Abstract

The principles of school choice and diverse provision underpin transition to secondary education in a majority of countries. This article focuses on the potential for structural diversity to constrain rather than promote choice. Although intended to improve equity in access and quality of provision, choice‐based systems serve to homogenise school intakes and magnify attainment differences between schools. School choice decisions become high‐stakes in such contexts, because eventual school placements influence the future character of children’s schooling. In Northern Ireland, existing community divisions are reflected in the available school types, with a majority of places at either Catholic or de facto Protestant schools, and only a small number at Integrated schools. This results in high levels of homogenisation along community lines. In addition, the provision of separate grammar and non‐grammar schools means that intakes are also academically stratified, resulting in the extreme between‐school attainment differences characteristic of systems arranged in this way.
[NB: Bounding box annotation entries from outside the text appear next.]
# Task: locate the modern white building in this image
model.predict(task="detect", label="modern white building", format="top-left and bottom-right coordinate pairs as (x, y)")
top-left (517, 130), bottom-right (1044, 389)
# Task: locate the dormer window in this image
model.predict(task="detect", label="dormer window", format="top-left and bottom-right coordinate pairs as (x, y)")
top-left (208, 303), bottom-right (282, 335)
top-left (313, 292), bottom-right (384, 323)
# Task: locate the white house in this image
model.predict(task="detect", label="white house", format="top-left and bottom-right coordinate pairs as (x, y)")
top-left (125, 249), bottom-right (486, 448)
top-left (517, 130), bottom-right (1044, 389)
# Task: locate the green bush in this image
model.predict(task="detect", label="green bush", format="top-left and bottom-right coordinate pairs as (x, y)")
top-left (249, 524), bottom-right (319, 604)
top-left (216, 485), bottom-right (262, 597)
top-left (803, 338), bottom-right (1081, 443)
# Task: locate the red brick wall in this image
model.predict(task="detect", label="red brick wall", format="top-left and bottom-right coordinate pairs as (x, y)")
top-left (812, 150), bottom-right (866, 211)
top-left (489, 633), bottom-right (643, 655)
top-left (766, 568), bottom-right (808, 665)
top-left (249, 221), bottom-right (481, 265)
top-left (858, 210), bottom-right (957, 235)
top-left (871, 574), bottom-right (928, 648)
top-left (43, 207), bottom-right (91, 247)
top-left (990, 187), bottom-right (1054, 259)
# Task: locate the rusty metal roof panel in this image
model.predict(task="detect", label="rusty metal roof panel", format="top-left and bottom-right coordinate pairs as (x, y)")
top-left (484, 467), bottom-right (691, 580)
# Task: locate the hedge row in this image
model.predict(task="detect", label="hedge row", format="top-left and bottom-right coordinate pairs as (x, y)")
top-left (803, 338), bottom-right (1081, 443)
Drawing on documentary evidence and a survey of transition‐age children, this research discusses how school choice within structurally complex systems can be constrained. The main focus is on how children’s education rights, as set down in the United Nations Convention on the Rights of the Child, are placed at risk by the interaction of system‐level divisions. It concludes that school choice arrangements in Northern Ireland do not operate in compliance with children’s education rights when tested against each of the requirements set out in Tomasevski’s 4‐As scheme, namely that education provision must be available, accessible, acceptable and adaptable.